Forty years ago the state introduced the Green Acres program for farmers who couldn't afford the rising property taxes that came with urban sprawl. Farmers enrolled in the program pay a set, lower, amount per acre in property taxes than neighboring residents or businesses.
But last year, without much notice, the Legislature changed the program. It declared that only productive farmland qualifies for the tax break and defined productive as land that is producing a crop. Wetlands or buffer strips do not qualify.
The change followed a report by the state auditor that found some property owners weren't farming at all but taking advantage of the lower taxes.
The change put farmers like Heidi Morlock in a bind.
"This is the beginning of my hazelnut field, as a transition from the wetlands to the hazelnuts and beyond that is 11 acres of hardwoods," she says.
Does she tear out these hardwood trees on her Scott County farm so she can avoid paying more property taxes? Or does she hope the Legislature rescinds or alters changes made to Green Acres?
Morlock dropped out of medical school to take over her family's farm seven years ago. She grows vegetables, chickens and more on 67 acres south of the Twin Cities.
The state will let her grandfather in to the Green Acres program these wetlands and woods, but it will cost her in the long run. Right now her parents own the land. The revised Green Acres program declares that when the farm gets sold or transferred the new owner will have to pay seven years of back taxes on the unproductive land. "It was farmed with corn and soybeans before we moved out here. It would break my heart to see it go back to that because we couldn't afford to keep it as a wetland."
Greg Kramber sees a lot of farmers facing these kinds of decisions in Wright County, just west of Minneapolis. Kramber is the Wright County assessor. Like Scott County, Wright is facing lots of development and a lot of farmers are enrolled in Green Acres.
"A farm operates as a whole. And to sit and dissect these things into productive and non-productive buckets seems like it just shouldn't be done," he says.
One Wright County family transferred 160 acres to their son earlier this year, he says. Roughly 100 of those acres are wooded. They ended up paying three years of back taxes totaling $4,000. They chose not to grandfather the land into Green Acres, Kramber says.

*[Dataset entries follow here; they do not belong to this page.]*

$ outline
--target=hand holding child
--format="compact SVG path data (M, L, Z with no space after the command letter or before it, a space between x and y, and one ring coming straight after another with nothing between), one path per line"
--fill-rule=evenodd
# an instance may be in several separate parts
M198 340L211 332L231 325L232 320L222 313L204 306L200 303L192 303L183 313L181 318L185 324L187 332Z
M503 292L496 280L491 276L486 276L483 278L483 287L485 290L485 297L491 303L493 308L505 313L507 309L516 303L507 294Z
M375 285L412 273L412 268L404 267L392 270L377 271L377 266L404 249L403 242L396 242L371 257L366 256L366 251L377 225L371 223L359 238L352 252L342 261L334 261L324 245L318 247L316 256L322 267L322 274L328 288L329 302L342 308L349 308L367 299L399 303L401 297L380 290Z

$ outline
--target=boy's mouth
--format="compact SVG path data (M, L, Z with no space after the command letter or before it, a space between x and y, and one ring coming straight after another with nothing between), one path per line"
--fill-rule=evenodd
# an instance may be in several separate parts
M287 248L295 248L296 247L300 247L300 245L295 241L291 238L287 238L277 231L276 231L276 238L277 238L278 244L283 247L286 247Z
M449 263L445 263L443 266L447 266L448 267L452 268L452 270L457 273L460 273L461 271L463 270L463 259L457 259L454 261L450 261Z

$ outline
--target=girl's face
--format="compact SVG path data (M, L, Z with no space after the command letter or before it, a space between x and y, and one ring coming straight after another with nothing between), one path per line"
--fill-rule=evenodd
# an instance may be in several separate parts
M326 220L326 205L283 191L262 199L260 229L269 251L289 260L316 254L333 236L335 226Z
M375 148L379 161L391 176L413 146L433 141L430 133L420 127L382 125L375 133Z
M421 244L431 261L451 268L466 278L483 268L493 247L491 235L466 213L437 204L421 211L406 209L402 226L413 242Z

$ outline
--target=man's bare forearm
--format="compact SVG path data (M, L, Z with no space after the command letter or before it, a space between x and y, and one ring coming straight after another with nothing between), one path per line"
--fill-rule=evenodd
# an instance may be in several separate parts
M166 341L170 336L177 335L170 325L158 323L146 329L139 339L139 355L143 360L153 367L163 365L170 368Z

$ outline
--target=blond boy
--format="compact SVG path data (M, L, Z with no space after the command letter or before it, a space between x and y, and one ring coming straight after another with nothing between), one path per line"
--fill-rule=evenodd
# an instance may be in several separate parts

"If that would have happened, if they would have grandfathered in, they would have had to pay back (taxes for) seven years on that, it would have been close to $10,000."

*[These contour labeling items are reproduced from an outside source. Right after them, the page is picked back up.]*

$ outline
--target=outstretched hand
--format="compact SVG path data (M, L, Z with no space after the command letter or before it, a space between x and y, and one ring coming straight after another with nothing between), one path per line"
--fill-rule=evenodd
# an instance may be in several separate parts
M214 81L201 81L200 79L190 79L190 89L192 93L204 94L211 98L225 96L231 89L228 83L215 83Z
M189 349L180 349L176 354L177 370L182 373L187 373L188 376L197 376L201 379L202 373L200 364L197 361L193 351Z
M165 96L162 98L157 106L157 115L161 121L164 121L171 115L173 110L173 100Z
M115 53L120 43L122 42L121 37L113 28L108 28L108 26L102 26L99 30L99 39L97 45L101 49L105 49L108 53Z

Legislators have heard farmers complaints. This week bills will be introduced to repeal the changes to Green Acres. But they don't expect that to be an easy sell. Sen. Tom Bakk, DFL-Cook, chairs the tax committee. Green Acres was not designed to preserve wetlands, but farm lands.

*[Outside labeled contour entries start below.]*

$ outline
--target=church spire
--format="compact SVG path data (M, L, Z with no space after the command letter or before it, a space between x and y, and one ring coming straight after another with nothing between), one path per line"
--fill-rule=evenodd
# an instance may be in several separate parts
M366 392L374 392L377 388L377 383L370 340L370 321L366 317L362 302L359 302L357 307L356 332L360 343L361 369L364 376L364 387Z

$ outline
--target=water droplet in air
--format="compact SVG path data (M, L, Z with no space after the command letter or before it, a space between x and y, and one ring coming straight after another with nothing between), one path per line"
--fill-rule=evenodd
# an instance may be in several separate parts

"It's morphed into something bigger than that. But it was never the legislative intent. The thing that you need to remember when you lower somebody's property taxes artificially like that with a program, you end up raising everybody else's property taxes in the jurisdiction."
Bakk would rather see a new program, one that would help farmers maintain wetlands and buffers, but not in a way that causes other residents' property taxes to rise.
Back in Scott County, Heidi Morlock tromps into a snow drift at least two feet deep in her wetland.
"It's obvious all this snow in the spring is going to melt and it won't be going down any stream and it will stay here in the wetland and then slowly make its way to the surrounding soil," she says
On her farm there is no such thing as unproductive land, she says.